Another simple power scheme involves using a real-time clock on the SBC. The node can wake up at a predetermined time, such as 4 AM, and initiate negotiations with the hotspot. As shown in Figure 5, if the hotspot is not awake or has no files to download, the node will shut down. The SBC needs to keep a real-time clock running until Wake-Up occurs and this will consume a modest current. However, overnight downloads can now be achieved without any user intervention at the vehicle.

Figure 5:  Wake-up at a predetermined time

If a hotspot is found and a positive negotiation occurs, queued files will be downloaded. The SBC will download these files and then go back to sleep until the vehicle is started in the morning as shown in Figure 6.

Figure 6:  Wake up and download queued files

A final listening-mode is to periodically wake up (every 30 minutes) and initiate negotiations with a hotspot. As shown in Figure 7, if there is a positive negotiation, the files will be downloaded and then the node will go back into periodic sleep. There is a trade-off between frequency of queries and how much the battery is drained. In Figure 7, if a user logs on their home PC at 8:35 PM and attempts to download some music to their vehicle, they will have to wait 25 minutes until the download occurs. A shorter period will reduce delay and possibly prevent user frustration. However, each boot-up of the node may consume a large in-rush current. The severity of this effect will vary depending on hardware specifics and is not quantified here. The number of overnight boot-ups versus periodic rate is shown in Table 4.

	Wake-Up Period (Minutes)
	5	10	30	60
SBC Boot-Ups	96	48	16	8

Table 4:  Number of SBC boot-ups over eight-hour period

Figure 7:  Periodic WLAN wake-up

This mode is the least efficient due to power consumed by repeatedly booting up the node. However, user intervention at the vehicle is not required and download latency is reasonably low.

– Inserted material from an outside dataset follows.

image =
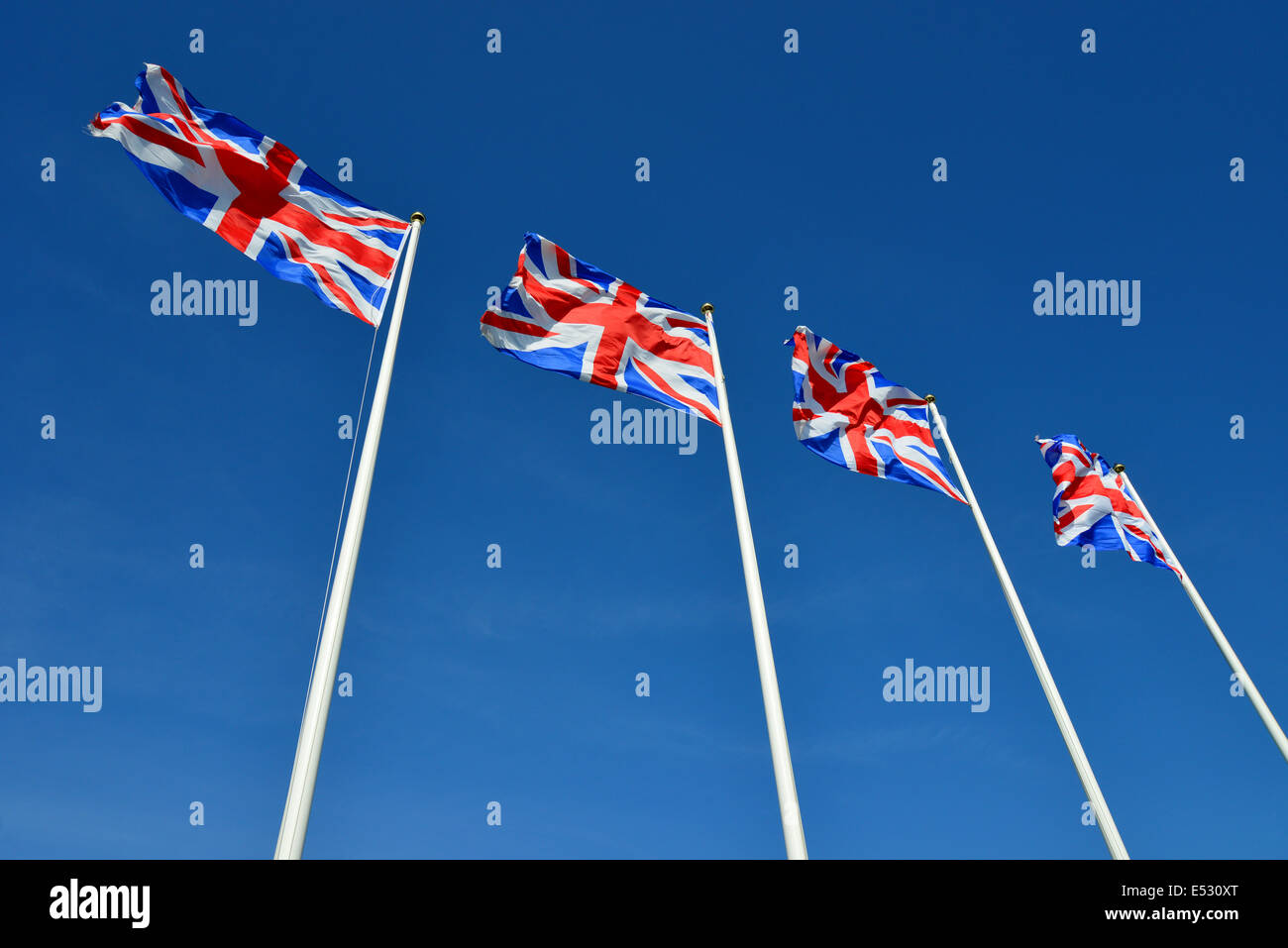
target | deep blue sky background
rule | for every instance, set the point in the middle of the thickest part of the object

A vehicular WLAN node must stay within a 1500 mA-hour budget between ignition cycles. Regardless of download progress, the node should be shut off when this limit is met. Beyond refining the hardware design, we proposed three listening techniques to reduce power consumption—Delayed Shutdown, Predetermined Wake-Up, and Periodic Wake-Up. A comparison of the three techniques is shown in Table 5.

	Benefits	Drawbacks
Delayed Shutdown	• Most power efficient	• Needs vehicle User Event for download
Predetermined Wake-Up	• Good power efficiency • No vehicle User Event for download	• Large download latency
Periodic Wakeup	• Reduced download latency • No vehicle User Event for download	• Least power efficient

Table 5:  Listening mode comparison

These methods allow intelligent listening to determine if a node-hotspot transfer should occur. Downloading large video files requires high efficiency. If our node is purely a digital audio player, efficiency may not be as important. If automatic downloads of weather and news are a major feature, the latency associated with Predetermined Wake-up would not be considered a negative factor. A budget lower than 1500 mA-hours may force a User Event to be required for Wake-up. The system's design requirements for efficiency, latency, and ease of use will determine which combination of modes to use.

Stranding a driver at a hotspot is a safety concern. The driver needs to have a fully operational vehicle after all the data has been transferred. We developed the methods discussed in this article to maximize the convenience of a wireless network without jeopardizing vehicle safety.